Title : Mutation-driven multi-model ensemble learning framework for glioma subtype classification
Abstract:
Gliomas are tumors originating from glial cells that support and protect neurons in the nervous system but can become malignant and quickly invade healthy brain tissue. Glioma subtypes have varying growth rates and respond differently to treatment options.
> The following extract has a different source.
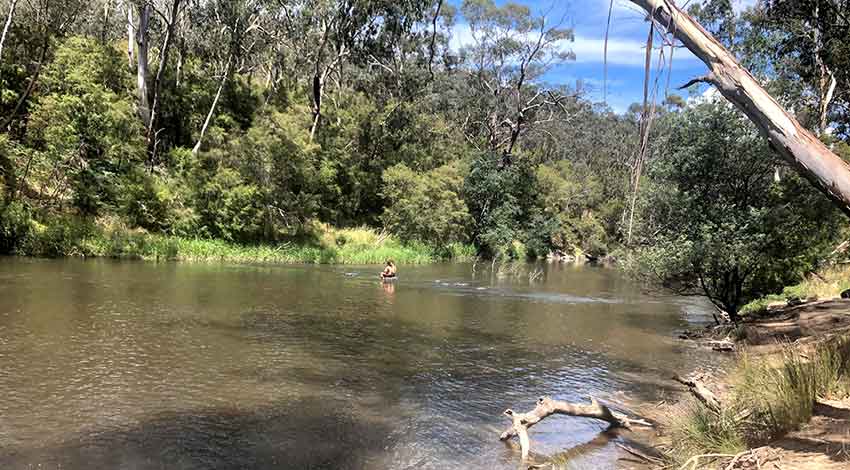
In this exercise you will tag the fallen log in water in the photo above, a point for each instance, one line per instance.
(545, 407)
(701, 392)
Early identification of the subtype will help determine the treatment plan and can affect patient outcome. Some studies have differentiated between low-grade and high-grade gliomas, but limited studies have closely examined the factors that distinguish subtypes. Further, while clinical and radiographic features are commonly used for diagnosis, purely genomic approaches remain understudied. Thus, this study aims to leverage a mutation-driven machine learning classification pipeline to predict glioma subtypes based on genomic data. Data was extracted from The Cancer Genome Atlas (TCGA) Project and Memorial Sloan Kettering Cancer Center (MSK), and a panel of 20 most frequently mutated genes in gliomas was analyzed to predict three major glioma subtypes: oligodendroglioma, astrocytoma, and glioblastoma. Three base models (multinomial logistic regression, Random Forest, and XGBoost) were trained and evaluated independently. To further improve generalization and accuracy of classification, out-of-fold predictions from the base models were used to develop an ensemble XGBoost meta-model. The stacked model achieved an overall accuracy of 77.9% and an AUC of 0.896, outperforming all the base models. Notably, the meta-model classified glioblastomas, the deadliest subtype, with 92.2% accuracy, highlighting the model’s ability to identify high-grade tumors. Our findings illustrate the clinical potential that mutation-based classifiers hold and suggest that genetic features alone can hold strong predictive value for glioma subtype classification. This study also demonstrates how mutation-based machine learning frameworks can enable precision accuracy, especially in settings where clinical data may not be readily available.